Anthropic on Wednesday set out two policy proposals aimed at regulating advanced artificial intelligence as capabilities accelerate. The company's centerpiece recommendation, titled the Advanced AI Framework, outlines legal mechanisms for governments to prevent or punish deployments deemed dangerous.
Under the framework, regulators would be empowered to impose civil penalties tied to a developer's global annual revenue. Those penalties would be structured to rise with repeat infractions, creating a financial deterrent to unsafe deployments.
The proposal targets a specific threshold of technical scale and market presence. It applies to AI systems trained with more than 10²⁵ floating-point operations and to organizations that either generate over $500 million in AI-related revenue or spend more than $1 billion on AI research and development.
Anthropic identifies four categories of catastrophic risk that the framework aims to address:
- Biological threats arising from AI-assisted development of weapons or other harmful agents;
- Cyber vulnerabilities at scale that could be exploited across critical systems;
- Loss of control over AI systems; and
- Automated research and development activities that could magnify other hazards.
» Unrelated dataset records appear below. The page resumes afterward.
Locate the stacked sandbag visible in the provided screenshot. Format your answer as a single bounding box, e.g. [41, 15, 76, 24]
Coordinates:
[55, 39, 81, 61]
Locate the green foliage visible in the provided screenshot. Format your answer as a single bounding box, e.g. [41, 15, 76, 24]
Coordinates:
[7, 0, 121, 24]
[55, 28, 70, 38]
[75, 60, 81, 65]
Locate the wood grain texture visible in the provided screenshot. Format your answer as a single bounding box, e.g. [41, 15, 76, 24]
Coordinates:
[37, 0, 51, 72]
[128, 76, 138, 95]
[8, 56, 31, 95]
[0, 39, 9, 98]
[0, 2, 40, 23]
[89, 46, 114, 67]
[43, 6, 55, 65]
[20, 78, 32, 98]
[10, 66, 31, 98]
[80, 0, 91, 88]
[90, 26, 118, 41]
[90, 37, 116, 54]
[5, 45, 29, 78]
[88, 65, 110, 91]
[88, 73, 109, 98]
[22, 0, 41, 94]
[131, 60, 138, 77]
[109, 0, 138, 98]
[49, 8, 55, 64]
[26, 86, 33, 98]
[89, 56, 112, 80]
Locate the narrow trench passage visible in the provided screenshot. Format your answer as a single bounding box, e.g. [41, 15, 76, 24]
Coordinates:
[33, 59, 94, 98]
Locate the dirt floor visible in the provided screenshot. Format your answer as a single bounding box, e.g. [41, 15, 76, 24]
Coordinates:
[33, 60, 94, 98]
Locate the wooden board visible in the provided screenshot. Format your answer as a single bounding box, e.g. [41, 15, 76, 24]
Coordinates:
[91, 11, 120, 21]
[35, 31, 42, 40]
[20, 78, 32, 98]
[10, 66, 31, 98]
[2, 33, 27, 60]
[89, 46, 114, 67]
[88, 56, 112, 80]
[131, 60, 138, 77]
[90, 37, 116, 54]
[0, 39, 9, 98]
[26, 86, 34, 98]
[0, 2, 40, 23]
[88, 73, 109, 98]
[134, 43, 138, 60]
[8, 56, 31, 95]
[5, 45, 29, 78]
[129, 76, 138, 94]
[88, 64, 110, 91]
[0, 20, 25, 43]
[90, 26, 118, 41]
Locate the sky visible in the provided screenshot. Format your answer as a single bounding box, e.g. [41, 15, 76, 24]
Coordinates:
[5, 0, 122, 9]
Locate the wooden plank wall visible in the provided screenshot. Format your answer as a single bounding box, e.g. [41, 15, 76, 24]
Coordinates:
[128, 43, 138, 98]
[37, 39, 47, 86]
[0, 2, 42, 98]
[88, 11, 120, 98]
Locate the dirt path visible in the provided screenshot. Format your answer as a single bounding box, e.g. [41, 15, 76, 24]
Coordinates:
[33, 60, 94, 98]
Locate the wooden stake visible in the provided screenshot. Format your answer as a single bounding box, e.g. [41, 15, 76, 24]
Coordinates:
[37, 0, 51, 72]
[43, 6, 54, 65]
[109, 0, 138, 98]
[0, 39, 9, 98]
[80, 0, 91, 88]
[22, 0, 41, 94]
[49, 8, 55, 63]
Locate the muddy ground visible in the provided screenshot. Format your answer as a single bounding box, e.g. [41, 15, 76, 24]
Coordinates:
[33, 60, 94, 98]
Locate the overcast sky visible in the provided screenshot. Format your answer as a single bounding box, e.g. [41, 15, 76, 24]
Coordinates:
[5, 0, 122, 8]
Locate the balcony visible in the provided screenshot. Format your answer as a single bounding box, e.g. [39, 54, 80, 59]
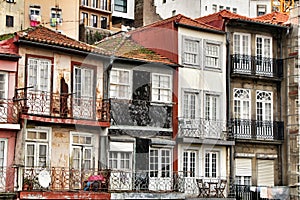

To illustrate the potential scope of risk, the company referenced its Claude Mythos Preview model, noting that the system this year identified thousands of high-severity vulnerabilities across major operating systems and browsers.
The Advanced AI Framework would require developers of frontier models to meet several compliance measures. Those include systematic testing of models with publication of results, transparency about safety practices, submission to independent evaluation, and maintenance of strong security programs to mitigate cyber threats.
Alongside technical and regulatory proposals, Anthropic published an Economic Policy Framework that addresses workforce preparation and the distribution of financial benefits stemming from AI progress. The company framed this as a complement to the safety-focused measures.
Anthropic directed its recommendations principally at the U.S. federal government. At the same time, the company stated that Congress should not preempt state laws unless any federal legislation is at least as robust as the suggested framework. The proposal also allows states to continue regulating matters such as child safety and consumer protection where those issues fall outside the specific safety functions covered by federal law.
The policy documents propose a mix of preventative controls, disclosure obligations and independent oversight aimed at containing high-consequence risks as AI systems scale in capability and deployment.